FIG. 2 is a schematic diagram illustrating a supercritical carbon dioxide power generation system according to an embodiment of the present invention. FIG. 3 is a schematic diagram illustrating a supercritical carbon dioxide power generation system according to another embodiment of the present invention. FIG. 2 is a graph showing a state of a working fluid according to a carbon dioxide power generation system. FIG.

2, a supercritical carbon dioxide power generation system according to an embodiment of the present invention includes a compressor 100 for compressing a working fluid, a plurality of heat exchangers 300 for heating a working fluid passing through the compressor 100 A recuperator 200 for heat-exchanging and cooling the working fluid that drives the turbine 400, a heat exchanger 300 for cooling the turbine 400, And a cooler or a condenser 500 for cooling the working fluid through the first and second heat exchangers 200 and 200.

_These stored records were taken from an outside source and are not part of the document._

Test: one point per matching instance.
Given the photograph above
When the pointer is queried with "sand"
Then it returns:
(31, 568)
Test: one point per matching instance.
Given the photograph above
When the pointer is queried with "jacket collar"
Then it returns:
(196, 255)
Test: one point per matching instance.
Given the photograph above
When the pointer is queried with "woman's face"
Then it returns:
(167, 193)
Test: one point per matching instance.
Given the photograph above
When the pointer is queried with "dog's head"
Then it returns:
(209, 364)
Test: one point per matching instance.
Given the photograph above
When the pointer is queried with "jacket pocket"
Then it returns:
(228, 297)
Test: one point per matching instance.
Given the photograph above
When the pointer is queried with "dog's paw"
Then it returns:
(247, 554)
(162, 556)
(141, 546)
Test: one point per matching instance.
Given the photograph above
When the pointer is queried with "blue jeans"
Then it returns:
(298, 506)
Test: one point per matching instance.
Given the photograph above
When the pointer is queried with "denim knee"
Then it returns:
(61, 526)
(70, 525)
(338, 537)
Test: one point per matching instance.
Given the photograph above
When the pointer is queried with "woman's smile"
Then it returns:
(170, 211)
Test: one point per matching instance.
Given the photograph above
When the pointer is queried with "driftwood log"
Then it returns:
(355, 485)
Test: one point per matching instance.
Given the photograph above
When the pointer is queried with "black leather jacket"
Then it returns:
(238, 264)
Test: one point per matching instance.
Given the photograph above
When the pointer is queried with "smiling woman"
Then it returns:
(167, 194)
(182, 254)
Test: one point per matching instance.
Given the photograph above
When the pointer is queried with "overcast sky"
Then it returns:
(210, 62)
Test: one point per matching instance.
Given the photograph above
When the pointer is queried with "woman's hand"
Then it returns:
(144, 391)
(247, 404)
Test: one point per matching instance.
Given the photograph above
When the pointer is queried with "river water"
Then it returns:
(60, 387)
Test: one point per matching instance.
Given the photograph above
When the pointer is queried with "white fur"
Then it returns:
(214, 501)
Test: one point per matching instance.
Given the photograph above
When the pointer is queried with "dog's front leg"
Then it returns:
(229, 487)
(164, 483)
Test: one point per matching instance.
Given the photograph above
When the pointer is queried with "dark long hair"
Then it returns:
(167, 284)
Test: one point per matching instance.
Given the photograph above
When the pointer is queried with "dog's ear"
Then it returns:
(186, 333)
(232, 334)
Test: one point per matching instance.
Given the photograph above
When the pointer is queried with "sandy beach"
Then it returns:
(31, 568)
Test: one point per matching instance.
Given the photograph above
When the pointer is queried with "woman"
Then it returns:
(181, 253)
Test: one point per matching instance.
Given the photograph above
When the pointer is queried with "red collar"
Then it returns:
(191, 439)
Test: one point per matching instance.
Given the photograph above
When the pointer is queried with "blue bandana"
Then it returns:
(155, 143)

The compressor 100 compresses the working fluid cooled in the condenser 500 to a high pressure state and the working fluid passing through the compressor 100 is branched into a plurality of heat exchangers 300 and a recuperator 200, .

The turbine 400 is compressed by the compressor 100 and heated by the heat exchanger 300 to be driven by a working fluid in a high temperature and high pressure state and can drive a generator (not shown) connected to the turbine 400 to produce electric power . As the high temperature, high pressure working fluid expands while passing through the turbine 400, the turbine 400 also serves as an expander. Since the working fluid passing through the turbine 400 has a relatively high residual heat as compared with the working fluid flowing into the compressor 100, the recuperator 200 heat-exchanges the working fluid passing through the turbine 400 to absorb heat .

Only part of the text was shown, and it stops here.